For additional information on these and other factors that could cause First Advantage’s actual results to differ materially from expected results, please see our Annual Report on Form 10-K for the year ended December 31, 2024, filed with the Securities and Exchange Commission (the “SEC”), as such factors may be updated from time to time in our filings with the SEC, which are or will be accessible on the SEC’s website at www.sec.gov. The forward-looking statements included in this press release are made only as of the date of this press release, and we undertake no obligation to publicly update or review any forward-looking statement, whether as a result of new information, future developments, or otherwise, except as required by law.
Non-GAAP Financial Information
This press release contains “non-GAAP financial measures” that are financial measures that either exclude or include amounts that are not excluded or included in the most directly comparable measures calculated and presented in accordance with accounting principles generally accepted in the United States (“GAAP”). Specifically, we make use of the non-GAAP financial measures “Adjusted EBITDA,” “Adjusted EBITDA Margin,” “Adjusted Net Income,” “Adjusted Diluted Earnings Per Share,” and “Adjusted Operating Cash Flow.”

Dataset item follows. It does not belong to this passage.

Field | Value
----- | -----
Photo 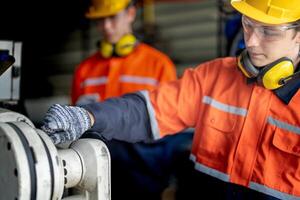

Adjusted EBITDA, Adjusted EBITDA Margin, Adjusted Net Income, and Adjusted Diluted Earnings Per Share have been presented in this press release as supplemental measures of financial performance that are not required by or presented in accordance with GAAP because we believe they assist investors and analysts in comparing our operating performance across reporting periods on a consistent basis by excluding items that we do not believe are indicative of our core operating performance. Management believes these non-GAAP measures are useful to investors in highlighting trends in our operating performance, while other measures can differ significantly depending on long-term strategic decisions regarding capital structure, the tax jurisdictions in which we operate, and capital investments. Management uses Adjusted EBITDA, Adjusted EBITDA Margin, Adjusted Net Income, and Adjusted Diluted Earnings Per Share to supplement GAAP measures of performance in the evaluation of the effectiveness of our business strategies, to make budgeting decisions, to establish discretionary annual incentive compensation, and to compare our performance against that of other peer companies using similar measures. Management supplements GAAP results with non-GAAP financial measures to provide a more complete understanding of the factors and trends affecting the business than GAAP results alone.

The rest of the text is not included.